Wow, that was it. I'm happy to hear that because I thought it should end up
with a system call anyway.
Then isn't there some codes making the system call? Or is it that the compiler
understands that 'write' is a system call and inserts the assembly code for
calling it by itself?
Thanks in adv.
Chan
________________________________
From : "Mohan L" <[email protected]>
Sent : 2014-03-12 15:31:24 ( +09:00 )
To : Kim Chan <[email protected]>
Cc : Dave Hylands <[email protected]>, [email protected]
<[email protected]>
Subject : Re: where is the printf source for busybox?
ssize_t attribute_hidden _cs_write(void *cookie, const char *buf, size_t
bufsize)
{
return write(*((int *) cookie), (char *) buf, bufsize);
}
what does cs stand for here? (Hm.. seems like custom streams..in the code) and
I couldn't follow past write above.

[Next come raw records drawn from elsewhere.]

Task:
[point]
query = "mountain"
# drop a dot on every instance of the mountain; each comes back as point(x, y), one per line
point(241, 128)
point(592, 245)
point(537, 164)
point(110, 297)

Where is the function write defined?
Hi Chan,
write is a system call.
$ man 2 write
syscall table for x86 architecture can be found in :
<path>/arch/x86/syscalls/syscall_32.tbl
# cat <path>/arch/x86/syscalls/syscall_32.tbl | grep 'write'
4 i386 write sys_write
The format is:
<number> <abi> <name> <entry point> <compat entry point>
search sys_write definition in kernel source.